In my opinion, UUID v7 is useful because you per millisecond, you still have 74 bits split between user defined (up to 12) or randomness (minimum 62). If you choose the minimum 64 bits randomness, you can read the numbers straight from the article - 1 million UUIDs per millisecond with less than one in a million chance of collision, but you still have 10 bits to add additional data, such as which machine generated it.
If you stick with just time and have the full 74 bits of randomness, you can generate a trillion (10^12) UUIDs per millisecond with less than one in 40 billion chance of collision (2.6 x 10^-11) using UUID v7.
I think the fact the formula is (k^2/2N) actually shows that having a time component makes better use of the bits than a purely randomised space. In this example, we have a lower chance of collision with a trillion (10^12) UUIDs generated per millisecond than a quadrillion (10^15) UUIDs across all time.

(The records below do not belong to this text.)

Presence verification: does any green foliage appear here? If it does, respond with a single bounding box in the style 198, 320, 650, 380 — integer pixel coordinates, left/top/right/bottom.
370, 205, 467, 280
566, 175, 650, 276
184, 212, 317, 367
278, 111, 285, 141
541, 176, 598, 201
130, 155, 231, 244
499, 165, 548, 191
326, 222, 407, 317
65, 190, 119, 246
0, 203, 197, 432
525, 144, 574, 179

The old schemes generated numbers that weren't uniformly distributed across the 128-bit space as they were intentionally biased in certain ways, such as time [0] and MAC addresses [1]. This means that most of the IDs generated in previous schemes would have many bits in common, and so the UUIDs that had been generated were not uniformly distributed across that 128-bit space [2] and so if you just used the whole 128-bits for random data, but didn't use those extra bits to avoid conflicts with the previous schemes, then random IDs that happened to be valid in the previous schemes would be more likely to collide.
Of course, this only matters if the properties of globally unique matter to you. For a closed system with a guaranteed scope, sure who cares? But given that the extra randomness doesn't add any useful value beyond a certain threshold, you might as well use a UUID because you don't know what that identifier might end up being used for in the future, plus you can use off-the-shelf systems to generate them.
[0] Ironically, future proofed time fields with many bits are more likely to be non-linearly distributed - e.g. the original version 0 UUID supported timestamps from 1582AD to 5236AD but was only used from 1987 for around a decade.
[1] With certain manufacturers of network cards massively more popular than others, their MAC address prefixes showed up significantly more frequently, and there were privacy concerns were you could correlate between UUIDs generated on a single machine, and sometimes infer machines that might be on the same network because they had similar MAC addresses and so the cards were probably all from the same manufacturing batch.
[2] Which is fine within the scope of UUIDs as they are still very likely to be globally unique, so it doesn't really matter if bits are wasted in this scheme
Actually, because the birthday paradox has k^2 as a term, this is actually less true than you might think. Having a time component actually reduces the chance of collisions over the long run, albeit at a cost of reducing the number that can be safely generated in any given quantum.
If you consider a 128-bit random number, you effectively have 64 bits of allocation space before you are likely to get a collision.
If you devote 48-bits to time, which provides millisecond accuracy for 9000 years, you then have 80 bits of randomness, effectively giving 40 bits of allocation space per millisecond before you are likely to get a collision.
Instead of approx 2^64 allocations across all time before a collision, you instead have 2^40 (1 trillion per millisecond). That sounds like a poor deal, until you realise that the factor is only 2^24, or 16777216ms or under 280 minutes.
So in reality, reducing the random space and increasing bits that are guaranteed unique is actually a great trade.